A multigenerational vacation in Hawaii – sounds complicated, doesn’t it? After all, you’ve got a big disparity in ages, with the different travel needs and wants that go with that. Well, my parents joined us on the first leg of our Christmas in Hawaii, and it proved to be more than easily manageable: In fact, it provided grandparents and grandchildren alike with truly memorable, bonding experiences. There was a great snorkel trip, there was fun relaxation by the Waikoloa Marriott’s impressive pool, and good times dining out. But the family travel experience that was possibly the most memorable and bonding was one that was simple and free: A stroll among the Big Island’s Waikoloa Petroglyph Field.

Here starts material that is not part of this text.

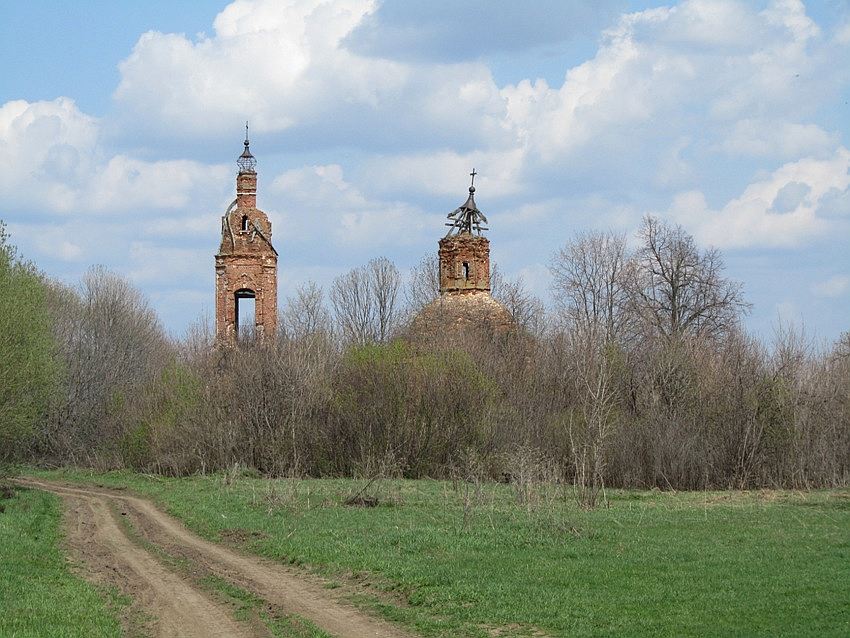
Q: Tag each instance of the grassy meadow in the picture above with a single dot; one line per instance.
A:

Petroglyphs are symbols, of course – figures and designs carved into the hardened lava that marks so much of the Big Island’s landscape. There are more than 70 discovered petroglyph sites on the Big Island of Hawaii, containing over 22,000 carvings. The Waikoloa Petroglyph Field in Waikoloa Village is easily accessible, although the lava rock is hard and sharp – sturdy shoes are a good idea. It’s really very interesting to wander among the ancient carvings. There are figures of men, figures of women, turtles, and various curious shapes such as circles within circles, long rectangles, and small, deep holes: These last are piko holes, wherein the umbilical cord of a new baby would be placed in the holes. A rock would cover the piko hole, and if the umbilical cord was there in the morning, the child would be thought of as having a long life.
Much of the meaning of the other petroglyph symbols has been lost to the ages. However, we know that they are a way of passing information from one generation to the next. This child, born to this woman. This man, traveling on this boat. They tell stories, and due to the immutable nature of the stone fields, the stories are timeless.

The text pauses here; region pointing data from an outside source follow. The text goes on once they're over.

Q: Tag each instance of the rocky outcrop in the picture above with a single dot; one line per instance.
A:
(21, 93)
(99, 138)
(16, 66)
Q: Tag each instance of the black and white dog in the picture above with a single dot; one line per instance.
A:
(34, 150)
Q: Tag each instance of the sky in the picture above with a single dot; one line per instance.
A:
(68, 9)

It is quiet on the Waikoloa Petroglyph Field in Hawaii. It’s far from traffic, and few birds called out. It feels as it always has felt there, even centuries ago when Polynesians landed on Hawaii and started carving their history on the islands. Walking among the petroglyphs, seeing my parents and children both thoughtfully examining the curious shapes on the ground, brought tears to my eyes. What are the stories we will pass down to our descendants? Which of our stories will be timeless? Hearing the wind pass my ears, I wonder. The only sure thing for now, will be that the memory of this Hawaii vacation with my parents and children will be etched into my memory, like stone.